In the present, our scrappy band of scientists escape and also travel back in time, but they're too late. So they go back in time even further creating time loops within time loops. And it gets pretty damn confusing. Imagine if Michael Bay was blackmailed into remaking Primer by Kirk Cameron, and you get the idea.

At one point, Ahmed succeeds in creating a "world without filthy Christian scum," but it's an apocalyptic wasteland. Why? Because he's created an existence "without forgiveness." You know, that abstract moral concept that is apparently exclusive to Christians who, by the way, haven't always been so super at forgiveness, either.

In the past, Simon actually gets to meet Jesus and reacts with all the awe and wonder of -- just kidding, he says this shit: 

As for Jesus, he A) somehow magically speaks English and B) is played by former American Idol contestant/current real estate agent Jason Castro (whose parents are Columbian, by the way). Simon tries to convince Jesus not to go through with the resurrection because he's seen part of a bootleg copy of The Passion of the Christ. Jesus insists that he's going through with it, never pausing to question what a "movie" is, and as he leaves, drops a Terminator reference.

This is perhaps a good point to pause and point out that this batshit crazy premise was already the basis for an actual comedy sketch. Back in 2002, Mad TV aired a Terminator parody in which the T-100 is similarly sent back in time to save Jesus' life. And as an added bonus, it's only 4 minutes instead of 109.

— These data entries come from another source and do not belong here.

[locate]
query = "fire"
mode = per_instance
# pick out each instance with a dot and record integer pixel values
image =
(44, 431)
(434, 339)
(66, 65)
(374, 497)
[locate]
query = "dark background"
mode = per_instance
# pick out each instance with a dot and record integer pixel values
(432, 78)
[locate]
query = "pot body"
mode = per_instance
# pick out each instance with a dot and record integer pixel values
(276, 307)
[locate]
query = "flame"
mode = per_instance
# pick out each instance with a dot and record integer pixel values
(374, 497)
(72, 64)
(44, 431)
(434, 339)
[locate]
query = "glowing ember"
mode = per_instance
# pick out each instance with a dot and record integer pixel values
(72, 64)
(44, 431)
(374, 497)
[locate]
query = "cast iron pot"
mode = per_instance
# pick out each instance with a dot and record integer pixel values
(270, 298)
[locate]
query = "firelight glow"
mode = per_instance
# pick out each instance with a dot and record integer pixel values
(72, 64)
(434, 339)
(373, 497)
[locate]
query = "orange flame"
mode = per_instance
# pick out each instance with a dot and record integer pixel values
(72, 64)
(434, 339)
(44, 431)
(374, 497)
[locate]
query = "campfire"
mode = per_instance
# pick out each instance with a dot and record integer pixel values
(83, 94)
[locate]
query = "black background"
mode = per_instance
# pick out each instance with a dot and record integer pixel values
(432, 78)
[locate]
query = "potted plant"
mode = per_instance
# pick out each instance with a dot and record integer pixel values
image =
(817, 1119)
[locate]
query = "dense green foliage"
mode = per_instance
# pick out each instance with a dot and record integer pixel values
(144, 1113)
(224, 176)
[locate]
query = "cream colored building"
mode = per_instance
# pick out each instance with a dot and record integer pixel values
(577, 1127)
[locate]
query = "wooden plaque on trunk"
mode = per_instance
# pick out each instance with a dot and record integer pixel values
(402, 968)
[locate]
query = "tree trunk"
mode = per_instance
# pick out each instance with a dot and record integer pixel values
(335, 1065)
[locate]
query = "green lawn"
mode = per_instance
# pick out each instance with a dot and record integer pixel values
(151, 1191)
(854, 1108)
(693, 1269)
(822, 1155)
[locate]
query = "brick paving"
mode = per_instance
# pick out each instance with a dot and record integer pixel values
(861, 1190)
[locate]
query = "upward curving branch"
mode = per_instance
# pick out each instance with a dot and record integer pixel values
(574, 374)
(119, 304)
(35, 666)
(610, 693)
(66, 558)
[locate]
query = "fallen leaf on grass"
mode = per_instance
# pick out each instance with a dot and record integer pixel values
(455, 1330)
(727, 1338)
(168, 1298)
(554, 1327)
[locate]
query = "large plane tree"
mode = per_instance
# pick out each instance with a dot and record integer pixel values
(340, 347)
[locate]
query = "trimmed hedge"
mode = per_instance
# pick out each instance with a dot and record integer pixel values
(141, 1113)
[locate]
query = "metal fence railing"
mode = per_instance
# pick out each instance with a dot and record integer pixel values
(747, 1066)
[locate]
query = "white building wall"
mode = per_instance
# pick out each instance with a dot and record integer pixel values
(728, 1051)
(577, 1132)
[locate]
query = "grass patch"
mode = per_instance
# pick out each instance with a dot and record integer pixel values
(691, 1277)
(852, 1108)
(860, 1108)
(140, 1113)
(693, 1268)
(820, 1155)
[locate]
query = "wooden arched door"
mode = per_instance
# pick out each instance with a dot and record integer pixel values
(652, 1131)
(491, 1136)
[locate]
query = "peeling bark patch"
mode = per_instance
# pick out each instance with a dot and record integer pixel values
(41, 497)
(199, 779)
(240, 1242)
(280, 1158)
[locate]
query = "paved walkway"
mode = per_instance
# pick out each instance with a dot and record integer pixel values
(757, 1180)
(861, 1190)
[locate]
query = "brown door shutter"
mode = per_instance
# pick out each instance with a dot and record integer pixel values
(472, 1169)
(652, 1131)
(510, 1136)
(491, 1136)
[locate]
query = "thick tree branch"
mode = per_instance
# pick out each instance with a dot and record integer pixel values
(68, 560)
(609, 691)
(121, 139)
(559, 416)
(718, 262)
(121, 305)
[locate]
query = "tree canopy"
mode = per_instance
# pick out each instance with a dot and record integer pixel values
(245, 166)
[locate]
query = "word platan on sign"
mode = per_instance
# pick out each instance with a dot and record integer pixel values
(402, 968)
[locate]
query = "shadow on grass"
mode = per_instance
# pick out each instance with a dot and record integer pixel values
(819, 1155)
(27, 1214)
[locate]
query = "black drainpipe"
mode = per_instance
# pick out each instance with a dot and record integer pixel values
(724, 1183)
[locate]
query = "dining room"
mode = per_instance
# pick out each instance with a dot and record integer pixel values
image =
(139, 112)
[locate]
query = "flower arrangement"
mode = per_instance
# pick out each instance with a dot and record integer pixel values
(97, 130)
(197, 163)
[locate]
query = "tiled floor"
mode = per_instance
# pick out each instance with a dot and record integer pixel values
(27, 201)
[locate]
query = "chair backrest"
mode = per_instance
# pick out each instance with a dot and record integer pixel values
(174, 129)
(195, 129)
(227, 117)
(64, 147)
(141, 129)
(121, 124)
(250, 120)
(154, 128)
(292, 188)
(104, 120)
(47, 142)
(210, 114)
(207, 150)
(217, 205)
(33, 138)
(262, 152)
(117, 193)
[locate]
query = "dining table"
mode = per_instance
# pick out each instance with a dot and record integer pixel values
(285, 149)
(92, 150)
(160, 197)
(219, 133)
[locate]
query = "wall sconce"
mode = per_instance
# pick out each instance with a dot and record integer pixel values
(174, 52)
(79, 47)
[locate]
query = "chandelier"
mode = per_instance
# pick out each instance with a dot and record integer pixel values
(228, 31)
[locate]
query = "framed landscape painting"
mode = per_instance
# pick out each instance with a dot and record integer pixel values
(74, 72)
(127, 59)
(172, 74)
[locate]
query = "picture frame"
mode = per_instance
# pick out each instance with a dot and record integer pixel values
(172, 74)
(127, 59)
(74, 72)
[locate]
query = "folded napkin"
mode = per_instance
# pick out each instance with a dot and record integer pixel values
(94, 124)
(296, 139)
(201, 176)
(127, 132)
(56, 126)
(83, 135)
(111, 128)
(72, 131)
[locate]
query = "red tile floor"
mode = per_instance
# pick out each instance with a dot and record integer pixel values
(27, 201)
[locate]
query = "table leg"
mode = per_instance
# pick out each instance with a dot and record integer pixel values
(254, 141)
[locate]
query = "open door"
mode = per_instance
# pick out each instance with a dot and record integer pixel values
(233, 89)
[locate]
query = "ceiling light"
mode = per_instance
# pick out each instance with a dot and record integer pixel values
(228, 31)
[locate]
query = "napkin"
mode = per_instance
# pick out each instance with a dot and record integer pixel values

Meanwhile, Ram's girlfriend Amy is shot by Brandt, who, not to put too fine a point on it, has lost his faith. Ram tries to save her by stripping down to his underwear and using his clothes as a compress

Ram later meets up with Jesus and narrowly escapes a Roman Centurion who grabs Ram's underwear, exposing his ass crack.  

Was this scene shoehorned in just to add a little eye candy for the ladies in the audience? No, it's all an elaborate build-up to the eventual reveal that Ram changed history, and the Bible verse Mark 14:51 - 52 is about him: "A young man, wearing nothing but a linen garment, was following Jesus. When they seized him, he fled naked, leaving his garment behind."

Jesus, of course, returns from the dead with a full-on explosion. And as Simon dies, Ram comforts him by telling him that Jesus will be waiting in Heaven with a frat house full of beer, which somehow pacifies this cartoon character of a man.

In the end, Ram accepts Jesus and learns the power of forgiveness, refusing to revenge-kill Brandt. Then Brandt turns good and turns on Ahmed. Then Ram stabs Ahmed to death. 

Then every single death is negated by more time travel, including Heidi Montag's -- she gets saved by Ram after he travels back to make things right (while apparently giving every atrocity in human history a free pass).

Now obviously, there are a few things wrong with this movie. For one thing, the story's central arc is about our main character Ram Goldstein (a traditionally Jewish name), reluctantly accepting the teachings of Jesus Christ to please his girlfriend. And the shadowy cabal of menacing Muslims literally plotting to murder Jesus and obliterate the Christian faith feels like a panicky Fox News segment came to life and wrote this screenplay. It's especially dumb because Islam "reveres both Jesus and his mother" and still considers him a "prophet of God." 

Naturally, there's a post-credits scene teeing up a sequel (one of the time-traveling versions of Ram and Amy get stuck 20 years in the future where America at war with ... The Anti-Christ), which if produced, may inadvertently prove that there is, in fact, no God.